No voy a citar el nombre exacto porque hoy no tengo el humor adecuado -me duele la espalda y estoy hasta la coronilla de oír el cencerro de las ovejas en un pueblo perdido de Asturias- para ponerme a buscar datos en el Google o la socorrida Wikipedia, pero sí la anécdota que es, en definitiva, lo esencial del asunto. Se cuenta de cierto obispo -creo recordar que se trataba de un obispo irlandés, aunque de eso tampoco estoy demasiado seguro- que llegó a Nueva York en barco porque entonces la gente iba de Europa a América, y viceversa, en barco y no en avión. Aquel hombre de fe iba a hacerse cargo de una importante diócesis neoyorkina. Motivo por el cual su llegada despertó bastante interés en los medios de comunicación. Una docena larga de periodistas lo esperaban casi al pie de la escala del trasatlántico para obtener de él sus primeras declaraciones en el Nuevo Mundo. Entre la batería de cuestiones, uno de los periodistas le preguntó qué opinaba de las prostitutas de Brooklyn. "¿Hay prostitutas en Brooklyn?", preguntó a su vez el prelado, desconocedor absoluto de esa circunstancia.

"Primera pregunta del obispo tal al llegar a Nueva York: ¿hay prostitutas en Brooklyn". Ese fue el titular de portada al día siguiente de varios periódicos neoyorquinos. Totalmente cierto y a la vez completamente falso atendiendo a la forma, por otra parte lógica, en que lo interpretaron los lectores. Cosas de los llamados chicos -ahora también chicas; casi más chicas que chicos- de la prensa.

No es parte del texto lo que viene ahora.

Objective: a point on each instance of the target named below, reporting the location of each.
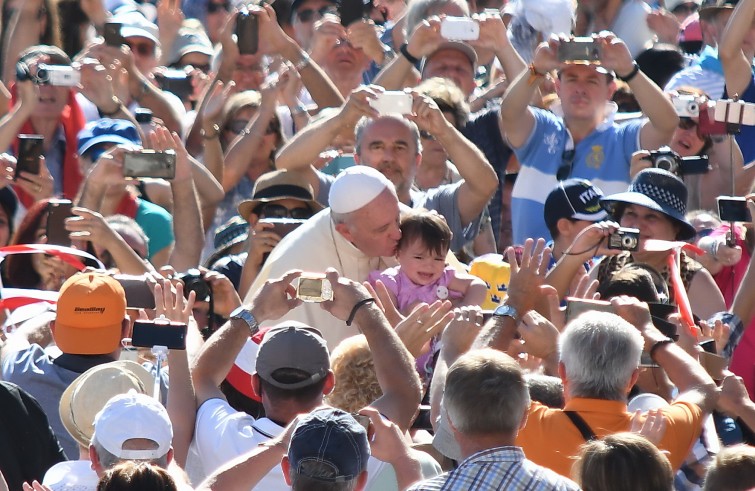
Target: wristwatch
(507, 311)
(241, 313)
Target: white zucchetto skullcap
(355, 187)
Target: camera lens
(43, 75)
(665, 163)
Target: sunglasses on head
(213, 8)
(307, 15)
(280, 211)
(142, 49)
(688, 124)
(687, 8)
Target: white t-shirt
(221, 434)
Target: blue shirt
(498, 468)
(603, 157)
(746, 136)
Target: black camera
(624, 239)
(194, 281)
(669, 160)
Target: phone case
(29, 151)
(392, 102)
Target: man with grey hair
(599, 363)
(389, 141)
(486, 433)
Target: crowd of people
(387, 245)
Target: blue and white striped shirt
(501, 468)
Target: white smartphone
(459, 29)
(392, 102)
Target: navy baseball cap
(335, 440)
(575, 199)
(106, 130)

Me he acordado de las prostitutas de la ciudad de los rascacielos porque hace unos días un señor de Madrid me comentó, con un tono harto despectivo, que en la ciudad alemana de Francfort sólo había visto prostitutas y drogadictos pinchándose en plena calle. Es una persona a la que aprecio. Motivo suficiente para no entrar en discusiones con ella sobre este asunto ni sobre ningún otro. Como he estado varias veces en esa ciudad alemana, la última hace poco más de una semana, me pregunté -sin formular tal cuestión en voz alta; únicamente para mis adentros- si estábamos hablando de la misma ciudad. Pronto supe que tenía esa información de oídas. En realidad, se la había comentado uno de sus hijos. En otras circunstancias me hubiera entristecido por esa pertinaz manía de los españoles -supongo que como consecuencia de un complejo de inferioridad tan absurdo como extendido en este país- de desacreditar lo foráneo. Otra opción por mi parte hubiese sido recordarle al apreciado madrileño -o gato, gentilicio alternativo para los nacidos en la Villa y Corte- la cantidad de señoras de la vida que pasean a sus anchas por la calle de la Montera, a escasos metros de la Puerta del Sol. No estaba, sin embargo, para debates.

Viajar y ver por nosotros mismos lo que hay que ver o lo que queremos conocer. No es lo mismo viajar a ras de tierra que hacerlo como turista volando de aeropuerto en aeropuerto, desde luego, pero hay que viajar; aunque sea como turistas. Al menos para que nadie nos cuente trolas.